Recently, I shot a set of photos for a client who owns some vacation rentals - I've done similar photos for her in the past, but this time, one of the final images in the set used so much editing, I thought a post on the subject was worthwhile, as it's something I haven't written about yet.



So, without further ado, here are 10 do's and don'ts of Photo Editing:

Do:

  1. Shoot with editing in mind - this means shoot RAW, and even if you can't plan every single part of your shot or your shoot, try to build habits that serve you well later in Lightroom.
  2. Underexpose for landscape, overexpose for portraits - highlights clip easily, skin looks muddy and sallow when underexposed. Exactly what the number is will vary depending on your equipment and your own personal style - experiment.
  3. Understand that even the best camera's dynamic range is limited, my A7R tops out at about 14ev.
  4. Give yourself room to crop! As you'll note, I didn't crop this image at all. This is a problem. I need to work on this. Many times I've been editing a photo, wishing dearly I could pull wider just a touch because I accidentally cropped out someone's toe, or ear, etc. You can't make it wider. You can only make it tighter.
  5. Shoot with as low an ISO as you realistically can; the lower the ISO, the more dynamic range you can eek out before noise becomes a serious problem. In the sample pic, you'll note that if I had been taking my sweet time instead of hustling through a shoot to get everything necessary in a tight timeframe, I'd have been able to shoot a longer exposure time, higher F-stop, and a lower ISO. When I'm in a hurry, I like to keep my exposure speed to at least 1/160th of a second to prevent vibration blur, etc.

Don't:

  1. Expect that what you see right out of the camera represents the true character of an image.

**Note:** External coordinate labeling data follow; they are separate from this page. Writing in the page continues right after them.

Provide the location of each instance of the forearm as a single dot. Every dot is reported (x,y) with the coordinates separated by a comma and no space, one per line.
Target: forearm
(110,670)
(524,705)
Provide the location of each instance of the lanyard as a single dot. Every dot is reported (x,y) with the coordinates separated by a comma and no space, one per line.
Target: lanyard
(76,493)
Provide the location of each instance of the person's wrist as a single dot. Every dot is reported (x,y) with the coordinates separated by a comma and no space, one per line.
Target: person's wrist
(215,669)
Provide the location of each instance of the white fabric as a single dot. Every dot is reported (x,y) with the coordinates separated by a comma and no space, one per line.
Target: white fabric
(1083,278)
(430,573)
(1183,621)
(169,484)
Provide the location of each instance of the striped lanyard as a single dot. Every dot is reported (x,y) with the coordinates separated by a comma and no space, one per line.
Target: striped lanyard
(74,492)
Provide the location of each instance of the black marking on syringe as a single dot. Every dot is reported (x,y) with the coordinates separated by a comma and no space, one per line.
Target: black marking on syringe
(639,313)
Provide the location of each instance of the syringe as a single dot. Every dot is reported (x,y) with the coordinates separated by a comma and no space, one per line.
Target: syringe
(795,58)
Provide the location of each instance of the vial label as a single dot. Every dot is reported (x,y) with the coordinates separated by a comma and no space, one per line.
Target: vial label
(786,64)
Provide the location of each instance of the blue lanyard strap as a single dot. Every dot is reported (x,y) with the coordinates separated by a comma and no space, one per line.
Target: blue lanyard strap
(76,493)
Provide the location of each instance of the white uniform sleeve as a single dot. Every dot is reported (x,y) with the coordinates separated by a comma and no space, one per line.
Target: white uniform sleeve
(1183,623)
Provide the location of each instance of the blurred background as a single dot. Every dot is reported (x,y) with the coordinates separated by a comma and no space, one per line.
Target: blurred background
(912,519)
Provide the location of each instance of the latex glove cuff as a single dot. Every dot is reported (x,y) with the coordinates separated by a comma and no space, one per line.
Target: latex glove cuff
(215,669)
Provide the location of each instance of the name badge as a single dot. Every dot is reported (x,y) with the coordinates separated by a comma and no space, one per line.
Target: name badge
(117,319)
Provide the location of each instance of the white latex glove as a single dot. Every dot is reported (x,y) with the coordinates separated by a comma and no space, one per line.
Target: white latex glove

Sometimes something amazing is hiding outside of what's currently visible.
  2. Underestimate the importance of editing your photos well. If I didn't edit my photos, I'd probably only have a dozen pictures on my entire site.
  3. Get too cute. It's one thing to see a photo and for it to be notable that it has been edited, it's another for it to be gaudy. (I realize of course that the sample image I've posted here is quite borderline gaudy) The difference is sometimes a fine line - and sometimes, an extreme edit is purposeful, intentional, and conveys a critical feeling that contributes to the photograph. Try to keep your editing tasteful, and always ask yourself if what you're adding contributes to the feeling the photograph is intended to evoke, or if it has no effect, or worse, a deleterious one. It's very easy to use Lightroom's tools to create things that look very artificial and unnatural, and while I (obviously) enjoy pushing the boundaries a little sometimes, I generally try and keep things in the range of the quasi-believable. Sometimes the key to this is a generous amount of feathering on your masks - sometimes it is a very high-resolution mask that has barely any feathering. Skies and soft shadows like feathering. Defined objects like faces and tree trunks like defined masks.
  4. Crush your blacks and clip your highlights. Look at the histogram, and attempt to maintain at least a small amount of detail in them while using the exposure slider to get the body of the image where you want it, and the contrast slider to push the boundaries until they just brush the edges. (obviously there are occasions where clipping is desirable, and in these extreme edit type situations, of course, go right ahead, I'm generalizing)
  5. Rush. Take your time. Have a cup of coffee, read the news, throw digital poo on Facebook, etc, and come back to things later. Sometimes I'll look at an edit later on and want to entirely re-do it. Using the "Virtual Copy" in Lightroom is very useful for doing this and not losing your previous edit.

 

Well, that's it for this post, hope you all enjoyed - feel free to hit me up with any questions or point out my mistakes (in a polite way please).


Comments

1.Richard Ostrand(non-registered)
As for "underexposing landscapes," perhaps you were concerned about overexposing the sky and its subtleties that so easily wash out. I always keep a Cokin-P mount with at least one gradated, neutral-density filter in even my most portable kit for just that concern.